16.9.10

"Sin City - A Cidade do Pecado" - Robert Rodriguez e Quentin Tarantino (EUA, 2005)

Sinopse: Um policial chamado Hartigan (Bruce Willis) é um cara honesto que está prestes a se aposentar quando resolve pegar um maluco pedófilo que tem uma menina de onze anos em seu poder. Hartigan salva a menina, porém como o pedófilo é filho de um influente político da cidade, a história acaba se virando contra o policial, que termina preso, acusado de pedofilia. Hartigan pega oito anos de prisão e a garota (Jessica Alba), agora com dezenove anos, trabalha como dançarina em um bar.

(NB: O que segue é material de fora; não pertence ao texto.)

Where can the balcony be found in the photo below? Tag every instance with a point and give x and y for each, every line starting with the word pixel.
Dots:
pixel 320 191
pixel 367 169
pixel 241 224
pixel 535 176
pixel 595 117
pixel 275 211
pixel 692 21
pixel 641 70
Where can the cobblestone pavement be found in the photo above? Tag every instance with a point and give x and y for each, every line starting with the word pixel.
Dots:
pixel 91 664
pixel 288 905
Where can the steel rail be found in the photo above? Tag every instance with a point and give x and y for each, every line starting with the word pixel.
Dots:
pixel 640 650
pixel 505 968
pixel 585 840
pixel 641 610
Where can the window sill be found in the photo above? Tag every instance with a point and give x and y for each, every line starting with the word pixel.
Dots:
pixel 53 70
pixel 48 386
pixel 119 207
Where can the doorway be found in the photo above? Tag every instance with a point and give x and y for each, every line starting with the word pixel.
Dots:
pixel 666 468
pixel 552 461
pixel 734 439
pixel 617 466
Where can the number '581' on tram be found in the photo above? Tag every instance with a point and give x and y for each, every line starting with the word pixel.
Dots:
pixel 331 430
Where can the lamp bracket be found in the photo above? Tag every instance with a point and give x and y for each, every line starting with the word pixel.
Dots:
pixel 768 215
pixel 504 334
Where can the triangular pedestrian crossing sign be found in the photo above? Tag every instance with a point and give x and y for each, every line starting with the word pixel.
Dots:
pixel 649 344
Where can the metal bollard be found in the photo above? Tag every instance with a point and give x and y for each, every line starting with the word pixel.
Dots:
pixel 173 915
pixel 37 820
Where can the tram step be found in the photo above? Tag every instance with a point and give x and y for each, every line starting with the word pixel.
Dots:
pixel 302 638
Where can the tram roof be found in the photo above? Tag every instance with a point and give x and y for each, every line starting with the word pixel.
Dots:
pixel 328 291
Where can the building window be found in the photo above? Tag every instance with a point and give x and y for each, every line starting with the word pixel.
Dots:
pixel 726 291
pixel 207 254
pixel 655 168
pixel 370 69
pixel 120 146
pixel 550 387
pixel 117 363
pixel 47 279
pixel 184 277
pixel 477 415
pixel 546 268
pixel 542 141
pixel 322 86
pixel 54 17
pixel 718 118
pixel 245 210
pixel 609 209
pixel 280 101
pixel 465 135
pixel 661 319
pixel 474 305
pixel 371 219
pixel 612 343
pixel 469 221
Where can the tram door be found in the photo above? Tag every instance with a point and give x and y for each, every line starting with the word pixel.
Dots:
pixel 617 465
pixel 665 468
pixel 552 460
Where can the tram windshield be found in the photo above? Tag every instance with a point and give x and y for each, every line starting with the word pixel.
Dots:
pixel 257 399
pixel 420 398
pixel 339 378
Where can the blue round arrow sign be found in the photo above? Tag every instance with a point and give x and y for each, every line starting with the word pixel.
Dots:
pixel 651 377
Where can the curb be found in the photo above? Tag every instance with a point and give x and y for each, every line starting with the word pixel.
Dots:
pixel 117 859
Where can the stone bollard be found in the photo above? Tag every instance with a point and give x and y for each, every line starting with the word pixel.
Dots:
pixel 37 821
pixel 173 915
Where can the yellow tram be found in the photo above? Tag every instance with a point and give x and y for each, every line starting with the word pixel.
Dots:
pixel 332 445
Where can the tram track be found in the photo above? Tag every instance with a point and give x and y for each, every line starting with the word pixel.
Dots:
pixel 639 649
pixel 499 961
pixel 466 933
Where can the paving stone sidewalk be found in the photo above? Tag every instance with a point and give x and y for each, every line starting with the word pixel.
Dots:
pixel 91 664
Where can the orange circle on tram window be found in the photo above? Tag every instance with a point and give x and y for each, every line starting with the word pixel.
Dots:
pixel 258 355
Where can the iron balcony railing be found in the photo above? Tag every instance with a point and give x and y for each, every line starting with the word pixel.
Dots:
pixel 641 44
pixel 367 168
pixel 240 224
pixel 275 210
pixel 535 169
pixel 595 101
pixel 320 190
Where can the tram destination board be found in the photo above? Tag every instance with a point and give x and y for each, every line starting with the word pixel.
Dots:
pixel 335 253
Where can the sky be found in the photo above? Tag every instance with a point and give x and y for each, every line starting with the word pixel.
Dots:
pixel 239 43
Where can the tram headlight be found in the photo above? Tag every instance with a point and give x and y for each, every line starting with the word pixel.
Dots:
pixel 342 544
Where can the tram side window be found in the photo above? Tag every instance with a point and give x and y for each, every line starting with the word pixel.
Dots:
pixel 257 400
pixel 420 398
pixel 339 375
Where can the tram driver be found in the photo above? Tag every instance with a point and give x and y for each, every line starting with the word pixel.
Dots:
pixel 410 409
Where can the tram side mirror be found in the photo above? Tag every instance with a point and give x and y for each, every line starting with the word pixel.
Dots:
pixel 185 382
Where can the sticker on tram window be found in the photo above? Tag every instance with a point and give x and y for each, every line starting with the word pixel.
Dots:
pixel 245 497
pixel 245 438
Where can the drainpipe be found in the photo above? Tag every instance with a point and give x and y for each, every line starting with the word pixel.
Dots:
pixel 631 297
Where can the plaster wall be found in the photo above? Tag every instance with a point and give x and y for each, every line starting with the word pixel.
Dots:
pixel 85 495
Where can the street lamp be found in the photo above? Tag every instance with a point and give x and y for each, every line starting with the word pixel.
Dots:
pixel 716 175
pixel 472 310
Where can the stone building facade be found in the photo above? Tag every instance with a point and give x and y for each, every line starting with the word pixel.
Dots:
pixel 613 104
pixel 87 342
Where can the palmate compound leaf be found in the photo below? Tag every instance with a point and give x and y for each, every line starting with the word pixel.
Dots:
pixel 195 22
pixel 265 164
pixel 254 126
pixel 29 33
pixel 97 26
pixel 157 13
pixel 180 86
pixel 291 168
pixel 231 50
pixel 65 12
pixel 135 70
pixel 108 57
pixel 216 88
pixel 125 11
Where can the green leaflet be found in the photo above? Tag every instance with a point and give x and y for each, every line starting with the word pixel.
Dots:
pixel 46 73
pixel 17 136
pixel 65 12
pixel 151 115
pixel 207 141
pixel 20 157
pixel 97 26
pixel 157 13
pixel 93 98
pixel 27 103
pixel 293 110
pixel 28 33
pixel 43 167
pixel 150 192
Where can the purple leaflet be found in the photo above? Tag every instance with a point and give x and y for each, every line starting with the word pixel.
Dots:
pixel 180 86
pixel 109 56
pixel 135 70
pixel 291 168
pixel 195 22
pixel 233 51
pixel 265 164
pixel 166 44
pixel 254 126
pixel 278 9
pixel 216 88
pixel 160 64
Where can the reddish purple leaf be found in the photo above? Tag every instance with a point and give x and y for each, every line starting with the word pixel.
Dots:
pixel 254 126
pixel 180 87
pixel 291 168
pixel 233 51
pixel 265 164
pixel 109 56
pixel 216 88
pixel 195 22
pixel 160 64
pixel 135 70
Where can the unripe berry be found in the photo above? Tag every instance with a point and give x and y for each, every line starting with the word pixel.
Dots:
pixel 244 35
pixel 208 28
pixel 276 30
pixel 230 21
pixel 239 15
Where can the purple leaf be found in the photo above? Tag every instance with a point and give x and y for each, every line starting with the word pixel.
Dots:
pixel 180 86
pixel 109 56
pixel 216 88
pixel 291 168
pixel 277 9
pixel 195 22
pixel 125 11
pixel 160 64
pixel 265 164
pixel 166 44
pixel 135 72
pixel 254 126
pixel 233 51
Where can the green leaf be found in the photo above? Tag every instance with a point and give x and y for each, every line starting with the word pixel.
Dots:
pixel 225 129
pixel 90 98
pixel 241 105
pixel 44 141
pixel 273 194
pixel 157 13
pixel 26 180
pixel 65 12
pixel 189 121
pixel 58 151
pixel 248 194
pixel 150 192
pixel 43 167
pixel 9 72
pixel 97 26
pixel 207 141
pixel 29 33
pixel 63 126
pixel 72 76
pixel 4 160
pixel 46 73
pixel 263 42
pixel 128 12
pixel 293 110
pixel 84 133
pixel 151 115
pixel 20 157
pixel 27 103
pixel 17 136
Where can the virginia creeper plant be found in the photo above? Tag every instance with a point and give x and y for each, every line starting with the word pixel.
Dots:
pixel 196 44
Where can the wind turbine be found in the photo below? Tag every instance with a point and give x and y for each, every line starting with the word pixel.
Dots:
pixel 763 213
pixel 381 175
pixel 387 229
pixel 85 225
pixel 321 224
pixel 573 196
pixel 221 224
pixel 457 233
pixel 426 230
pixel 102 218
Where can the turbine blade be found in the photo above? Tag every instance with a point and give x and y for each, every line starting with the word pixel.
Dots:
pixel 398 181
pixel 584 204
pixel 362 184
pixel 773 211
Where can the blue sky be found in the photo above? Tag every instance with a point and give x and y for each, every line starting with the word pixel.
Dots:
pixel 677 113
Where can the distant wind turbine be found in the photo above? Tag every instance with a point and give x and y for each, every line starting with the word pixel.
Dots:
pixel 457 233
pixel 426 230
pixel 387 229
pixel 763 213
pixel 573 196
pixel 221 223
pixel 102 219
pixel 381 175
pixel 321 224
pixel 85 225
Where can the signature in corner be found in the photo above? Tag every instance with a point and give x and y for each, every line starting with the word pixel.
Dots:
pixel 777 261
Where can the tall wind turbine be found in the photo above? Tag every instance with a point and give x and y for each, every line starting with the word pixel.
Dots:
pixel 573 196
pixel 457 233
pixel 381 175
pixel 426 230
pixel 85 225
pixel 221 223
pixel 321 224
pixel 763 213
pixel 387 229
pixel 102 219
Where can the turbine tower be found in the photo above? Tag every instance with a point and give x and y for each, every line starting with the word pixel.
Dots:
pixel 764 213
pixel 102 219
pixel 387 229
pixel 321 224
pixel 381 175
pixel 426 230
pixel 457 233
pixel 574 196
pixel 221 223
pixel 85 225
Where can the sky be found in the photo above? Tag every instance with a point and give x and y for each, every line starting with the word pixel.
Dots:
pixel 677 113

Comentário: Para transpor ao cinema as graphic novels de Frank Miller, o diretor Robert Rodriguez rompeu com o sindicato dos diretores e financiou, do seu próprio bolso, esta que foi sua mais arriscada empreitada. Visualmente é incontestável a qualidade do filme, rodado em digital de alta definição, sempre em tela verde, os cenários foram depois inseridos em 3D, mas ao contrário de outros filmes que utilizam a técnica, o efeito passa imperceptível na maior parte do tempo, ajudado pela fotografia em preto e branco de forte contraste. Cada cena tenta reproduzir com fidelidade a arte de Miller - desde a composição dos elementos ao pouco uso de movimentos de câmera - exatamente como se fossem quadrinhos. Há um uso de cor em detalhes (sangue, olhares...) plasticamente bem resolvido. Na sua obsessão por se tornar absolutamente fiel à fonte, Rodriguez exagera na narração em off - nem tudo que serve para a literatura serve para o cinema. Em "Sin City" há longas sequências apenas com diálogos internos dos personagens e mesmo quando essas narrações poderiam ser traduzidas em imagens, os personagens continuam falando, descrevendo às vezes o que estamos vendo com nossos olhos. Pode-se dizer que por ter se inspirado em romances policiais noir baratos a narração seja aceitável, só que o que funciona bem em uma história se torna cansativo em três. Um detalhe que vai causar desconforto em muitos espectadores é o caráter um tanto niilista do universo de Frank Miller já que todas as histórias são protagonizadas por anti-heróis que salvam suas mulheres das garras de maníacos, pedófilos e canibais, mas eles são tão imorais e psicóticos quanto os vilões e não há muita preocupação com verossimilhança ou mensagens. Os diálogos e ações são exagerados, mas esse tom é estabelecido logo no começo e não fica a sensação de que o espectador foi subestimado, só depende de você entrar no clima.